Okay, yes. Sometimes it's ridiculously hard to have faith. You can feel like every good thing in your life is suddenly going sour - or perhaps the bad is starting to outweigh the good.
I have felt that way. More so in the last couple of days. But I am still putting effort and love into seeing the good things.
For example, on Tuesday, when it was too stormy for me to fulfill my work obligations, and I spent forty minutes searching for parking just so I could peruse the Save The Children Book Sale at UWA. I ended up going home, having a panic attack in the car on the way back, and realising when I got home that I'd been trying to operate through the beginnings of a migraine which ended up being a really terrible one which only just went away after taking my heaviest painkiller - which almost always causes some bad side-effects. There was lots of stress, pain, and emotional craziness.

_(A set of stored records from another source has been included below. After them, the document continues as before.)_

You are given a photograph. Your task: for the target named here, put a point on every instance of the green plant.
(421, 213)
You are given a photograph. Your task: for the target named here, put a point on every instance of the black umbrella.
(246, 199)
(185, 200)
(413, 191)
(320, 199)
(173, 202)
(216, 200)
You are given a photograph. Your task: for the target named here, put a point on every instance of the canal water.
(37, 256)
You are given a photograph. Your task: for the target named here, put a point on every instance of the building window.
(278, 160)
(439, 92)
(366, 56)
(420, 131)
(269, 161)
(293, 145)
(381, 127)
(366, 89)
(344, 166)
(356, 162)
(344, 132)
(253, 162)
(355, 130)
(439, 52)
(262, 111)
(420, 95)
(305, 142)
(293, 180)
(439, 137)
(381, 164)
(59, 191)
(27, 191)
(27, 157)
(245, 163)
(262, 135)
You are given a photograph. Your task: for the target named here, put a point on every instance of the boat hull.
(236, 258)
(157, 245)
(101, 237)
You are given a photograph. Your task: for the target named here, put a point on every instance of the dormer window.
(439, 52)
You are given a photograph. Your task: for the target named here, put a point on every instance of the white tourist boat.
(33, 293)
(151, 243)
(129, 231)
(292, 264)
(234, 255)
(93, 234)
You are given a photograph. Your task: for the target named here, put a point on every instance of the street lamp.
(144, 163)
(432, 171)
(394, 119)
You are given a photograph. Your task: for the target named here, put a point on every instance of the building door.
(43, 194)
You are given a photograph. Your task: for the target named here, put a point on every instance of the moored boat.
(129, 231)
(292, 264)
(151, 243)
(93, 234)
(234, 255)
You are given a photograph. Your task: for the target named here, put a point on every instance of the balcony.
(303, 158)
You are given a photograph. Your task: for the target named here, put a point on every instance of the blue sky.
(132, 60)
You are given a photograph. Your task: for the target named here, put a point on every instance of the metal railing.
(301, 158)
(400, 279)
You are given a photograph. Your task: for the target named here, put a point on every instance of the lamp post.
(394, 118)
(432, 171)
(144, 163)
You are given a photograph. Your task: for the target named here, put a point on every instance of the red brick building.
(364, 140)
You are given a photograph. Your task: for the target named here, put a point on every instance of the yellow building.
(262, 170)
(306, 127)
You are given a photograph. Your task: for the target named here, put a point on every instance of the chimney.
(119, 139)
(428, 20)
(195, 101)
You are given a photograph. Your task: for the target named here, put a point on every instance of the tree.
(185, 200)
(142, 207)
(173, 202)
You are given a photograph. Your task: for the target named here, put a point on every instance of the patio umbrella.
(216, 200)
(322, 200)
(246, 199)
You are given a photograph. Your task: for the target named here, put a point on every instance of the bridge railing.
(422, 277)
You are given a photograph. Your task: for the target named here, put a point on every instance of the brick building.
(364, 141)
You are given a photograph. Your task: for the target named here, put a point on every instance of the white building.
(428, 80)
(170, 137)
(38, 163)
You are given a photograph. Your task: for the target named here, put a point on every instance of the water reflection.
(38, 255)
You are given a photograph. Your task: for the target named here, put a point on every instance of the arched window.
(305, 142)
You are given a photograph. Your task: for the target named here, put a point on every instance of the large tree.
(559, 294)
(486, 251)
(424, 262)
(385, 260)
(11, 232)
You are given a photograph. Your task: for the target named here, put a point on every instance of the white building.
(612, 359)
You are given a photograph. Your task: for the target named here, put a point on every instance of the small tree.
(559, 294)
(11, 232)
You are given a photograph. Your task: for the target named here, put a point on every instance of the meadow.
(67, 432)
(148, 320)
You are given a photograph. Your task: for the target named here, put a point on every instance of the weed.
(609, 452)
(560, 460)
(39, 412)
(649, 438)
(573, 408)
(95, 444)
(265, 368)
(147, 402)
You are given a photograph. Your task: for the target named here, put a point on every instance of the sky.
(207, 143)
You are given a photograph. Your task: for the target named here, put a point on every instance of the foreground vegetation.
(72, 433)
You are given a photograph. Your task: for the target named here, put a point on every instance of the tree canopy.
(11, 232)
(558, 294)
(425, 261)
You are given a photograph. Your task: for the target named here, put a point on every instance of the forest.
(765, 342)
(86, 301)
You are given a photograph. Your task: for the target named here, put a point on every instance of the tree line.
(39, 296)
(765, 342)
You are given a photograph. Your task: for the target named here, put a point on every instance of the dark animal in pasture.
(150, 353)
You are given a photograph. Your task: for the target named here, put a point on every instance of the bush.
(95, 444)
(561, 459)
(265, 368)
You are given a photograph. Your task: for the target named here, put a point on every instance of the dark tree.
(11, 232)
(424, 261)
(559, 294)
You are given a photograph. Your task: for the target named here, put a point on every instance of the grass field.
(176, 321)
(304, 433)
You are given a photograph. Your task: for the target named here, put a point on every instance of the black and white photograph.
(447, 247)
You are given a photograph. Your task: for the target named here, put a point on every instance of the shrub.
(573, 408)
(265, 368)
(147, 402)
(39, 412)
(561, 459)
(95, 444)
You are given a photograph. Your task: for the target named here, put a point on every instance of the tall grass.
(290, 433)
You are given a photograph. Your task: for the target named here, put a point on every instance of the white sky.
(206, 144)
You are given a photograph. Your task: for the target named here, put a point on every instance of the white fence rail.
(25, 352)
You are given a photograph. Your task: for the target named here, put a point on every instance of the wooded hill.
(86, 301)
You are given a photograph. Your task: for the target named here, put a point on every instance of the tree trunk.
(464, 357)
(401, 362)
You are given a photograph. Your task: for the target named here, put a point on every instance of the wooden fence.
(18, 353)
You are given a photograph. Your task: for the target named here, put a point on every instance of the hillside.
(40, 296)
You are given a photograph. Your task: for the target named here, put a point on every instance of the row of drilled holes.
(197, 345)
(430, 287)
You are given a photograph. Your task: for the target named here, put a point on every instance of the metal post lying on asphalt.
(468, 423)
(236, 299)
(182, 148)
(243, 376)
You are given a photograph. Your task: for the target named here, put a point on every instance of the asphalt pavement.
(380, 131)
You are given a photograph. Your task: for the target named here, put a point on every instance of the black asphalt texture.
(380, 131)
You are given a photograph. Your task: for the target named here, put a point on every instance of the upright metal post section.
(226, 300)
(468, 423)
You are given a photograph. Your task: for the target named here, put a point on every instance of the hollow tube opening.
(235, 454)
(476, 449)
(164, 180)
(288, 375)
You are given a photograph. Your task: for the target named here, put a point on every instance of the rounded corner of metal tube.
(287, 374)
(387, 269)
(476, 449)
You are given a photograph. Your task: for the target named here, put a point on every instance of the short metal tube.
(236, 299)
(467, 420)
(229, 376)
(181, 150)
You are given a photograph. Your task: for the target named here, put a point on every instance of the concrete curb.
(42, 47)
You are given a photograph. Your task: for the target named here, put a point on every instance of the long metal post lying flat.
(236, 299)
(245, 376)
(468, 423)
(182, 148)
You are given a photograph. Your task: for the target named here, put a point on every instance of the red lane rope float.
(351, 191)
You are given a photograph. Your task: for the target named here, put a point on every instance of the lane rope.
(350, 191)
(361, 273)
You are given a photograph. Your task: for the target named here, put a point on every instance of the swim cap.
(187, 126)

And yet... there was also the sweetness of the people around me. Xin, who supported me through the panic attack and the stress of looking for things and realising I wasn't able to meet my work requirements. He gave me cuddles, made me tea. He was his wonderful self and even went and got me Grill'd for lunch. He is amazing.

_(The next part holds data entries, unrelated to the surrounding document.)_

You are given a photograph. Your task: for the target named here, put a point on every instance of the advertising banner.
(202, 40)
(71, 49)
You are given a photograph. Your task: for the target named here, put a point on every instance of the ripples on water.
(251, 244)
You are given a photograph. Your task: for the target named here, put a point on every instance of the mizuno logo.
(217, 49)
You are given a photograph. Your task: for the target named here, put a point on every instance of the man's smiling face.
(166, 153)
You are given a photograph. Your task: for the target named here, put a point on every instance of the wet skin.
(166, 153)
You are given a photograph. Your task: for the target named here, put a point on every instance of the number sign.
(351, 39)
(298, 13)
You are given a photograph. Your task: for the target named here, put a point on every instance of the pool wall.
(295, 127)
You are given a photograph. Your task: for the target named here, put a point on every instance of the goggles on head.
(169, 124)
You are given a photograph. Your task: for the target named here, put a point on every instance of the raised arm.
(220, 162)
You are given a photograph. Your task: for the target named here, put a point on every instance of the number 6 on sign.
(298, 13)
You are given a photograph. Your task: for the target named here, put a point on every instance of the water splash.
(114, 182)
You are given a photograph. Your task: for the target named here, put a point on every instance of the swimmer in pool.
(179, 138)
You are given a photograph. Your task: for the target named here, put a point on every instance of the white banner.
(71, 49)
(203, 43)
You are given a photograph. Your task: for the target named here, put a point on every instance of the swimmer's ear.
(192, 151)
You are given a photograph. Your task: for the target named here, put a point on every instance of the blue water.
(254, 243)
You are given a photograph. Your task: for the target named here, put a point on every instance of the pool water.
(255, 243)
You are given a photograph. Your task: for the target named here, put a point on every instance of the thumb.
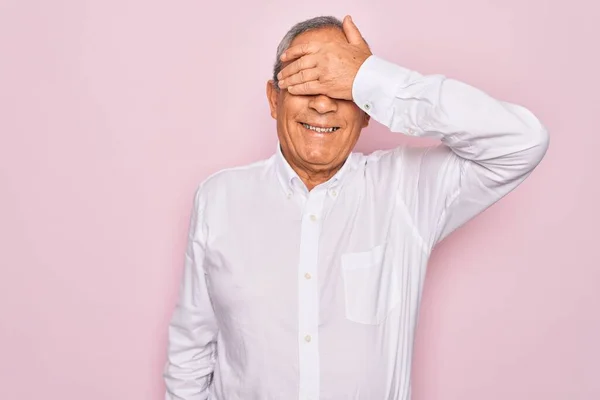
(351, 31)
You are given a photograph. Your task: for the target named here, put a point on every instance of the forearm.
(193, 327)
(474, 125)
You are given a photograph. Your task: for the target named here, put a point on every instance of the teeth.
(320, 130)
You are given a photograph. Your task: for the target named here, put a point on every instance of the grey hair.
(296, 30)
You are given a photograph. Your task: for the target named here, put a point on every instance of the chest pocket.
(371, 287)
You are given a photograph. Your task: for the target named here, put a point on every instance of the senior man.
(304, 272)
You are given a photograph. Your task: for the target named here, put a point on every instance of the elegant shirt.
(296, 294)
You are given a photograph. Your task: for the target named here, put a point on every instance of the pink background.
(112, 111)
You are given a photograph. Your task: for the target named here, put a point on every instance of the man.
(304, 272)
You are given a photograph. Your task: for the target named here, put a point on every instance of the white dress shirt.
(290, 294)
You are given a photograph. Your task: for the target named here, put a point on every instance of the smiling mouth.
(320, 129)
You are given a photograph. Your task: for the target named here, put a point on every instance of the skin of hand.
(325, 68)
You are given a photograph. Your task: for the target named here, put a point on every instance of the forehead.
(323, 35)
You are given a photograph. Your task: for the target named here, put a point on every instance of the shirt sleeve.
(193, 329)
(488, 147)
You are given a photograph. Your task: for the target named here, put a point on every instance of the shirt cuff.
(377, 84)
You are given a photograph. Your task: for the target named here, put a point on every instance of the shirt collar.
(289, 178)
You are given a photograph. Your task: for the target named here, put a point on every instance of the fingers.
(299, 50)
(307, 88)
(305, 75)
(352, 33)
(303, 63)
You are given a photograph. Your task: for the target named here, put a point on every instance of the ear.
(366, 120)
(272, 95)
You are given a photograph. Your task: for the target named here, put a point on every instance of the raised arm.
(488, 147)
(193, 327)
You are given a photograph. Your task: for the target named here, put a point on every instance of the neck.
(312, 178)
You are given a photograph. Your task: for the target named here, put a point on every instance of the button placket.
(308, 297)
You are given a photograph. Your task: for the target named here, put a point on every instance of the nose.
(323, 104)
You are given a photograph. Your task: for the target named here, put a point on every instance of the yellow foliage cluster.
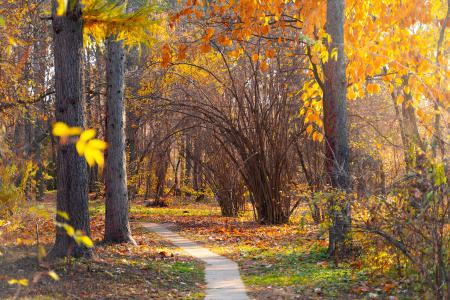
(92, 149)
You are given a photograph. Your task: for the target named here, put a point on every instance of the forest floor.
(153, 269)
(279, 262)
(276, 262)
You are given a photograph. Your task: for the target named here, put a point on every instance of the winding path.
(221, 274)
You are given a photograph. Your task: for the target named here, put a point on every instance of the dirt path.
(223, 280)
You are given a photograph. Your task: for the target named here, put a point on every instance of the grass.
(275, 261)
(152, 269)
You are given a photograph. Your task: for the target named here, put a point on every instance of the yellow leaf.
(23, 282)
(264, 66)
(41, 252)
(69, 229)
(270, 53)
(98, 157)
(80, 145)
(400, 100)
(373, 88)
(53, 275)
(60, 129)
(89, 158)
(75, 130)
(334, 53)
(205, 48)
(407, 90)
(62, 7)
(97, 144)
(166, 56)
(319, 137)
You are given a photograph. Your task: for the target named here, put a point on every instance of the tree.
(335, 126)
(72, 193)
(117, 227)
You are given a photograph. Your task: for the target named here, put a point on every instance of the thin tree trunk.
(117, 227)
(335, 126)
(72, 194)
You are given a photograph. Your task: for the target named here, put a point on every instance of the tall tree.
(335, 126)
(72, 181)
(117, 227)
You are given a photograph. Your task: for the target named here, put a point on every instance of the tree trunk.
(72, 194)
(335, 126)
(117, 227)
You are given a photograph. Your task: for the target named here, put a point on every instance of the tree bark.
(117, 227)
(72, 181)
(335, 126)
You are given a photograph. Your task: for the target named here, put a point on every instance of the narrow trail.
(223, 280)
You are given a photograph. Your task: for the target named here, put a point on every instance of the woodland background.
(308, 140)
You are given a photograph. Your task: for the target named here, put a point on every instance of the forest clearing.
(224, 149)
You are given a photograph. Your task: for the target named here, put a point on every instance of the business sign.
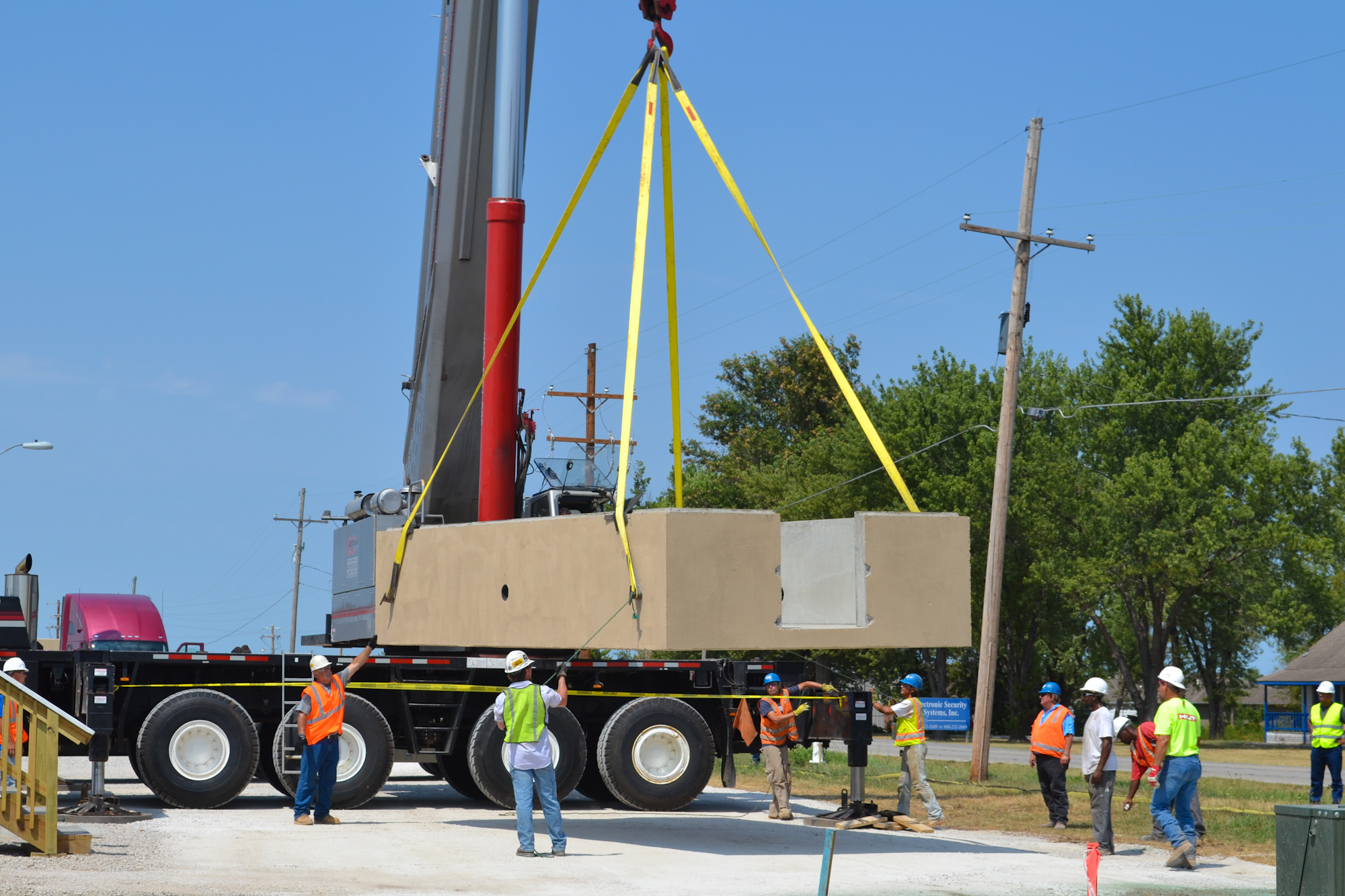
(948, 713)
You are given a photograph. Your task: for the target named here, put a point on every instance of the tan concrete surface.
(708, 580)
(420, 837)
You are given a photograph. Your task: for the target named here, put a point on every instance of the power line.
(1169, 196)
(880, 469)
(1208, 87)
(1044, 412)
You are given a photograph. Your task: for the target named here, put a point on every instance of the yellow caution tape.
(471, 689)
(670, 264)
(633, 338)
(817, 337)
(570, 209)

My mum, who encouraged me to look after myself, gave me a neck massage to help with my head pain, and getting me drinks. :3
My dad has been amazingly encouraging about my taking a new route, and both my parents have been great about my condition getting worse and offering me what support they can.
There are small things that can create beauty in each day. Like getting things in the mail (I really adore this), reading magazines that I love filled with informative articles that inspire me, reading in general!, tea (when I can drink it), and hearing from friends (sometimes even seeing them). Little messages from friends that encourage me to keep going regardless of how hard it's been lately. And...dreaming. Dreaming of the future that I want, the future that I adore.
Yes, I am still filled with anxiety and stress. But I have faith that things will get better. Things will fall into place. I have faith.